I struggled how to handle data in append/consume buffers since the documentation was lacking and this was a whole new system to me. I took everything in small steps by using the old CPU particle system for rendering which meant copying the data back to the CPU. After a week, I had a system sending data back and forth between the two buffers I could observe on the screen.

Success!

Finally, I something moving in the window! I improved the system by removing the last part of the CPU particle system used for rendering. Instead I changed to indirect drawing on the GPU. This meant the data was always in the GPU avoiding the large bandwidth of having the data sent back and forth between the GPU and CPU. I now had a GPU particle system where I could explore the addititon of new interesting behaviors.

Refinement

I added all the behaviors from my old particle system such as start velocity, lifetime, color over lifetime etc.
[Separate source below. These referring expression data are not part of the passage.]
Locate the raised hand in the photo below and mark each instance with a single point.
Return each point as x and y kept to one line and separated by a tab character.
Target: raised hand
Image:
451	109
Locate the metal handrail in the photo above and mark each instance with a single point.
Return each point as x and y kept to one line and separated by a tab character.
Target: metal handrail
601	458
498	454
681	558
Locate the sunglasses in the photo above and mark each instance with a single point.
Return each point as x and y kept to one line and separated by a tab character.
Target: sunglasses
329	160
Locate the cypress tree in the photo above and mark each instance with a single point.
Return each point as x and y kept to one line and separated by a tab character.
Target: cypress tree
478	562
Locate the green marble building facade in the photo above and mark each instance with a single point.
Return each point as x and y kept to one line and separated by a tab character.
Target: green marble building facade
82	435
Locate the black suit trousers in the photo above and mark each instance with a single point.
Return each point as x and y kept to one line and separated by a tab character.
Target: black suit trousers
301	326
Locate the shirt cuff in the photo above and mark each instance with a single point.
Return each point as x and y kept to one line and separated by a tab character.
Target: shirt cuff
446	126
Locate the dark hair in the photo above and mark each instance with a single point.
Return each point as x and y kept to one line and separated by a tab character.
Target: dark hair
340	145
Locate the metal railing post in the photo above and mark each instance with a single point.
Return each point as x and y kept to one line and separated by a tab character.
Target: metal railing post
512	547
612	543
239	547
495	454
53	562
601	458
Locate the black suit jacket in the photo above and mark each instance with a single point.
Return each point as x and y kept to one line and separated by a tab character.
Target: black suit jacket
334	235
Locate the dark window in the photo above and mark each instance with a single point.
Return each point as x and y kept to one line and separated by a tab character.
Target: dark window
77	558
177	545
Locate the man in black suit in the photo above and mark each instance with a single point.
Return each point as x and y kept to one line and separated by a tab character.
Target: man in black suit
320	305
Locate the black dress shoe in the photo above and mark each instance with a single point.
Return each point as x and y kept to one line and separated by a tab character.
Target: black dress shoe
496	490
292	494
To benchmark the system, I spawned 1 million particles. During the the test the game never dropped below 100 fps. By comparison, 1 million particles with the old system had a frame rate of about 12 fps. 

So what now?

Vectorfields

I had seen that Unity´s new particle system used something interesting called vector fields, which controls the velocity of the particles. I had to implement it!


I found some vector fields in .fga format and wrote an importer to convert them into a 3D texture. A 3D texture was an easy and intuitive way to sample vectors from a 3D space. It worked well in action as seen in the picture to the right.

OpenVDB

Nowadays most rendering engines use a format called VDB for effective storage and usage of volumetric data. It got me interested in adding support for the format as well. The library was downloaded from the website of OpenVDB and integrated into the engine. The process was easy since Nvidia had developed a header only version of the library called nanoVDB. The system now had support for both .fga and .vdb files.

Curlnoise

I explored other applications where I could use my knowledge about vectorfields. Here I randomized the velocity of the particles to create interesting patterns. I did this by creating another 3D texture filled with data from an curlnoise algorithm. I sampled this new 3D texture to get an additional velocity to the particles for this curling effect. 

Reflections

I had really fun with my project and felt I reached further than I had ever anticipated. I managed to make a fully GPU-based particle system and started learning about OpenVDB, which I will further deepen my knowledge in after this project is finished. I never got the chance to fully explore OpenVDB by launching it on a cuda kernel for volumetric clouds and wind simulations. Imagine if I could get a fire simulation from Houdini to work in the engine!


I am very impressed by the power of the GPU that can handle millions of calculations in constrast to the CPU. The power of even the most common GPU is formidable and is a testament to the ingenuity of the engineers who have pushed the hardware to such levels. It is easy to forget how much work there is to render a game. Having it visualized in the form of particles on the screen has given me a deeper appreciation for the engine we work on every day.